I became angry. Couldn’t they see nothing was normal? In classes at Columbia Journalism School, I looked at students I’d been teaching for weeks and struggled to remember their names. I lost vocabulary, became distant from loved ones. It took me a long time to concede I was also suffering from post-traumatic stress disorder.
CLARENCE WILLIAMS, PHOTOJOURNALIST
Hurricane Katrina is in me. I hate her. I love her.
The local and national coverage of the story broke my heart and weakened my bond with this country that birthed me. As a result of journalism I learned that I'm not a real American. Black President or not I struggle to feel like one. I'm just here. Why? Because I and so many others were called "refugees" over and over again. Words are powerful. The language of Hurricane Katrina substantiated my suspicions that I am not a truly vested American. I'm a fucking refugee! Ain't that some shit.
Despite that harsh, rude awakening, I told my story.
Joy Osofsky, ph.d, Clinical and Developmental Psychologist, lousiana state university
In the aftermath of any traumatic event, it is crucial for journalists to take care of themselves. The possibility of overload – especially when covering the human side of trauma – can contribute to secondary traumatic stress, vicarious traumatization and compassion fatigue. Photographers are particular at risk, as they often work independently or with little support from colleagues or institutions.
John Pope, Staff Writer, nola.com | the times-picayune
In the newsroom, where we were covering the storm’s advance, the wind pushed plate-glass windows hard enough to turn them into parabolas.

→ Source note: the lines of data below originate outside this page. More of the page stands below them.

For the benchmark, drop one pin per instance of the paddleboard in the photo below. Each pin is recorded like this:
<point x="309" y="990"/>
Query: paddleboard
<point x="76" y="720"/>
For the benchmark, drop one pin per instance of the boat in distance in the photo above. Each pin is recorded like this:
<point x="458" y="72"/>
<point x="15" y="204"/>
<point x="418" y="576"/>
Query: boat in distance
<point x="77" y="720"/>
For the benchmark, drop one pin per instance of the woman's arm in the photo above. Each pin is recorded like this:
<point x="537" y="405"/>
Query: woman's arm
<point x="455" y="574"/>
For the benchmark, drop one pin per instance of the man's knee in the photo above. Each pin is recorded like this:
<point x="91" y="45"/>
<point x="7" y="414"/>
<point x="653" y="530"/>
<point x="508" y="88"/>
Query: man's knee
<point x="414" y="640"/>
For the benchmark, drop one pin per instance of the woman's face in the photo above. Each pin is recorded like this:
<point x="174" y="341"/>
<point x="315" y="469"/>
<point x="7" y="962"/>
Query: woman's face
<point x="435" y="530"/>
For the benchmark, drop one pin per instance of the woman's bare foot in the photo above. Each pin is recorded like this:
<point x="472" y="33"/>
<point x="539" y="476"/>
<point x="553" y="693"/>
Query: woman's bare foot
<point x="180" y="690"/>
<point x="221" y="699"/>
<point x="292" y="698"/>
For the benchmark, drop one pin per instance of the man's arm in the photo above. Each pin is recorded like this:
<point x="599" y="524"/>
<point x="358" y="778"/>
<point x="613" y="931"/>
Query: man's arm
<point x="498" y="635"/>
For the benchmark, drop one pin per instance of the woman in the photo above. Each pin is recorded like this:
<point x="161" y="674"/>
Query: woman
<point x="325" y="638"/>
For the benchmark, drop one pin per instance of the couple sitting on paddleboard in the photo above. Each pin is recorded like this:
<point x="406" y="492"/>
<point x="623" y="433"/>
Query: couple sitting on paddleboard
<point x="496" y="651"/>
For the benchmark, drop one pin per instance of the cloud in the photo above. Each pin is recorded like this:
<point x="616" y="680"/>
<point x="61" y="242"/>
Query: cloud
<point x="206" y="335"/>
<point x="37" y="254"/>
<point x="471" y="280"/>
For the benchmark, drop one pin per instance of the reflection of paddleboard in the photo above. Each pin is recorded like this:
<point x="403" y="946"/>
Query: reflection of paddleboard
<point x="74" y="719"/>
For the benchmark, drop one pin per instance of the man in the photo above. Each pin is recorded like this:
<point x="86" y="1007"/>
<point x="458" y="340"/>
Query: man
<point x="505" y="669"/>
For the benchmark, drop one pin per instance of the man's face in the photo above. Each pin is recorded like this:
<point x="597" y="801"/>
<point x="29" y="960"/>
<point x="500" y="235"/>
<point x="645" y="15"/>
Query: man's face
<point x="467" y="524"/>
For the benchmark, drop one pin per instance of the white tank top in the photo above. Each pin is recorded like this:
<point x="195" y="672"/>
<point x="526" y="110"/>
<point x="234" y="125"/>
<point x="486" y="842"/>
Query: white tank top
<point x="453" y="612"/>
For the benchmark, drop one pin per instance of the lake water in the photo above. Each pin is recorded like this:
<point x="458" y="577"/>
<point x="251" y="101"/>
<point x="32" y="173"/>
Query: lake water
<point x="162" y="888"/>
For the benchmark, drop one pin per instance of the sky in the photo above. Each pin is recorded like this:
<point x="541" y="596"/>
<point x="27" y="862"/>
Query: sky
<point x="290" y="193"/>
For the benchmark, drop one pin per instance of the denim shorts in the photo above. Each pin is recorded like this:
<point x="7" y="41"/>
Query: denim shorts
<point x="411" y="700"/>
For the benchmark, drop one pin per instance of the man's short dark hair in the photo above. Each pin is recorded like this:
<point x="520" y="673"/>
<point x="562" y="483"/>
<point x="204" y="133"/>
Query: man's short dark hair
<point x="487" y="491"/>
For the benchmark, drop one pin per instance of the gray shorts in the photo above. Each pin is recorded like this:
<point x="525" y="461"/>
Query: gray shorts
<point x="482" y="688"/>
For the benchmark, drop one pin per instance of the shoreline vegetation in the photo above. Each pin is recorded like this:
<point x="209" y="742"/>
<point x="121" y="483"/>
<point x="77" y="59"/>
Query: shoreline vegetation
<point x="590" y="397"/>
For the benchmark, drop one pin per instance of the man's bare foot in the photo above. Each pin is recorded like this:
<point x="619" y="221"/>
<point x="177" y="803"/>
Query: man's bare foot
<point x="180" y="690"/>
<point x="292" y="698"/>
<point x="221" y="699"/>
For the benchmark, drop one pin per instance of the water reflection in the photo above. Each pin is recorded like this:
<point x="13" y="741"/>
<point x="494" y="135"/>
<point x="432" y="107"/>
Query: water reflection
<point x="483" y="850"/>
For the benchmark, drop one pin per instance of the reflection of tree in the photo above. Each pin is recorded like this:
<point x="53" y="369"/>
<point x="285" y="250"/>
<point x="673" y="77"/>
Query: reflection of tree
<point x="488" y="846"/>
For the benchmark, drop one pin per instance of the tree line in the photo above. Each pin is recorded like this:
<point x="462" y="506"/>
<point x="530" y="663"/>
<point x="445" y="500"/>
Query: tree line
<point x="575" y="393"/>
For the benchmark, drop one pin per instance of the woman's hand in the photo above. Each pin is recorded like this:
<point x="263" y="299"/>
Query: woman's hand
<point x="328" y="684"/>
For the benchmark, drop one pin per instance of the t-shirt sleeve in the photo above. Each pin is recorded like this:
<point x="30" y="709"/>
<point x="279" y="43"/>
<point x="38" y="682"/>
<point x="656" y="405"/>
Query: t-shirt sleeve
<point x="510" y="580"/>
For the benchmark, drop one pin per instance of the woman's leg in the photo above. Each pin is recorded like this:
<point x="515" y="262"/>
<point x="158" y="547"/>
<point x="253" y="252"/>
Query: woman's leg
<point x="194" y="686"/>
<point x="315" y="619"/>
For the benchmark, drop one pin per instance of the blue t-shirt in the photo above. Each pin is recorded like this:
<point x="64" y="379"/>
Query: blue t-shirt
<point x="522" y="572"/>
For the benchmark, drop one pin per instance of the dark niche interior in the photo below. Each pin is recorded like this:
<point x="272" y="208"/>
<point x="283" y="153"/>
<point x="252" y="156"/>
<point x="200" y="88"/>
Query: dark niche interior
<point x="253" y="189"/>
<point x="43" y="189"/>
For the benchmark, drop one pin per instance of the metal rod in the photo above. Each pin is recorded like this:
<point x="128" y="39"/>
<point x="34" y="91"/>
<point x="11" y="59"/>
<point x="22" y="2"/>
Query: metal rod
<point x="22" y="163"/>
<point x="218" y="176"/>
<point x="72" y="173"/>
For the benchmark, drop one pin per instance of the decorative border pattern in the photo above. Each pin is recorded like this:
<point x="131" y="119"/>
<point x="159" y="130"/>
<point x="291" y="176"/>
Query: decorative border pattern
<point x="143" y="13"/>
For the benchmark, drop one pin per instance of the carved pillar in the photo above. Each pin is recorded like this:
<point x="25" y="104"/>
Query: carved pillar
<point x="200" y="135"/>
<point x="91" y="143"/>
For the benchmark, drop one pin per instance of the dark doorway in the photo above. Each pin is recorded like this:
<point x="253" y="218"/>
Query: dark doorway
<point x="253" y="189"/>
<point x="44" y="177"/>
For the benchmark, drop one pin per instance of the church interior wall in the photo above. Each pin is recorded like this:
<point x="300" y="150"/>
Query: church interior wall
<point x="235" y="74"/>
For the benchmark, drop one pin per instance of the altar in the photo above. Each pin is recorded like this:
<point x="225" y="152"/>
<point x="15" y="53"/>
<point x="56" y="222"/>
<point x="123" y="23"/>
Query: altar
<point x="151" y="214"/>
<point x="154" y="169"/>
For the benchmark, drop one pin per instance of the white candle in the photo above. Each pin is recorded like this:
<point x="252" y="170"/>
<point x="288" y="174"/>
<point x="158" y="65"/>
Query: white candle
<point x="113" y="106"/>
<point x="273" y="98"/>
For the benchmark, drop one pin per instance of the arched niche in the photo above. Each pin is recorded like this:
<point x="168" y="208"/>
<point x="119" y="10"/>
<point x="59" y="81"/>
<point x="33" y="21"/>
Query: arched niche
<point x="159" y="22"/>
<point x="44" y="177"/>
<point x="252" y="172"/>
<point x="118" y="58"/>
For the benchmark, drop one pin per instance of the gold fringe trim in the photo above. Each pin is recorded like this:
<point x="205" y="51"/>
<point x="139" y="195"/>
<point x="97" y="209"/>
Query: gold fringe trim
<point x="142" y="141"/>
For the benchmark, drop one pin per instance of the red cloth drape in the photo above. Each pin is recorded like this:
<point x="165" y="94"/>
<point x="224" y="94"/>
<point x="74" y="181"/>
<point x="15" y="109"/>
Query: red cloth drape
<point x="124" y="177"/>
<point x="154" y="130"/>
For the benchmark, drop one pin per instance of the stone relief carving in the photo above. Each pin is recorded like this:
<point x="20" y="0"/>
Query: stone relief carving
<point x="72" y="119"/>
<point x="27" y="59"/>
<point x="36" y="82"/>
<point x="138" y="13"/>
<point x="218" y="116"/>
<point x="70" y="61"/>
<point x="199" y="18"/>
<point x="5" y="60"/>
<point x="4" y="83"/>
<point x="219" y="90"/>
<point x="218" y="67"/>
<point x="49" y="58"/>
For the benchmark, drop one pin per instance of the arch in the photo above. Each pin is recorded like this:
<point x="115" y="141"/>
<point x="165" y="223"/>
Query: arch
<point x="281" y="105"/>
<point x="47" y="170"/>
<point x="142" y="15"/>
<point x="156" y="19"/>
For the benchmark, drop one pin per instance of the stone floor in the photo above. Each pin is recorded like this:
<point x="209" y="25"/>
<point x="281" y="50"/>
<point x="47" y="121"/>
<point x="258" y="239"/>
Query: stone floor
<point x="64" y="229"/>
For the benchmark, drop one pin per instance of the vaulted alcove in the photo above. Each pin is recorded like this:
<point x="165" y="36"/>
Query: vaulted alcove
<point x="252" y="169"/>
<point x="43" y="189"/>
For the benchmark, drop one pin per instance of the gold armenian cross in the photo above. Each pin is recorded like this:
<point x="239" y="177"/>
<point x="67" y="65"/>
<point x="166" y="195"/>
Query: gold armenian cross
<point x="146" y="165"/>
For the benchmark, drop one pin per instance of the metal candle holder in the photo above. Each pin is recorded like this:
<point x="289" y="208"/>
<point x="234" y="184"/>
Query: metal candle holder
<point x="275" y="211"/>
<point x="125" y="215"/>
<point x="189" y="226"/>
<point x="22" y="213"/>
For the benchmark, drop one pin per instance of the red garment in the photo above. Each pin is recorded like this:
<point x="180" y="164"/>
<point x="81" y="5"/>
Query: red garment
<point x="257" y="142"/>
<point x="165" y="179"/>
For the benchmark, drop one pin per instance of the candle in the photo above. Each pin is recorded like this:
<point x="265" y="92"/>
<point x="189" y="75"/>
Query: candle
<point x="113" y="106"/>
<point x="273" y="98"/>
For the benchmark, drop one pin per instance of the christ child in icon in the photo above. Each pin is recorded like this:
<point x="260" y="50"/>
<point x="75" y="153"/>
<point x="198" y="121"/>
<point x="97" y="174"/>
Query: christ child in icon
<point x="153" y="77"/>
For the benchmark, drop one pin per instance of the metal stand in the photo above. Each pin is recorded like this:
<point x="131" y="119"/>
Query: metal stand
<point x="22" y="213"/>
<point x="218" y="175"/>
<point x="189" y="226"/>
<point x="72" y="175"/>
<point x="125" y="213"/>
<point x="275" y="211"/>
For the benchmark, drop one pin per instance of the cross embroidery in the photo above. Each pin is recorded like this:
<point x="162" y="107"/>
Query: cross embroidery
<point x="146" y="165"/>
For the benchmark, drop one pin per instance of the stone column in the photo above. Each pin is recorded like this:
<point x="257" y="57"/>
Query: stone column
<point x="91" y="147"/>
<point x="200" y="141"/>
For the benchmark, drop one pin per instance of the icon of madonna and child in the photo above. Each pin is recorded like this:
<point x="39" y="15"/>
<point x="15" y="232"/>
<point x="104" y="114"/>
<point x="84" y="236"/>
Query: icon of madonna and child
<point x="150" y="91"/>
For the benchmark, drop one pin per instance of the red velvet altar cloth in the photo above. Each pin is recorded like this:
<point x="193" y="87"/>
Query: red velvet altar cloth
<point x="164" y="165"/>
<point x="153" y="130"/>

It got worse. After the rain stopped, colleagues who ventured out on bicycles and in newspaper delivery trucks returned with tales of horror: Levees had failed, and water was pouring into the city. People who had stayed put because they were unwilling or unable to evacuate were perched atop their houses as water lapped at the eaves.
New Orleans was drowning. I could feel the palpable waves of anger and fear spreading through our dark, hot newsroom – we had lost power 12 hours earlier – as we realized that government at every level had let us down.
RUSSELL LEWIS, SOUTHERN BUREAU CHIEF, NPR
Nothing about New Orleans was easy. But the passion of the people. Their love of the place. This deep-seated love. The random sounds of trumpets and drums on a random evening for no reason other than the need to play some music. I mean where else would you find people who celebrate funerals with a second-line parade? New Orleans had to come back. It wouldn’t be easy. But that’s New Orleans. It’s never easy.
Stan Tiner, Executive Editor, sun-herald
Once it became clear that the New Orleans levees had failed, most national media coverage was directed there, leaving our newsroom as the principal teller of Mississippi’s story. But it also provided us with a unique perspective and shared experience with those who suffered in the storm’s wake, and led to an urgent sense of advocacy in our coverage and editorial voice.
The Sun Herald community was profoundly affected. Many lost everything – homes and possessions – and many more suffered significant damage. Almost everyone was contending with the same issues they were covering.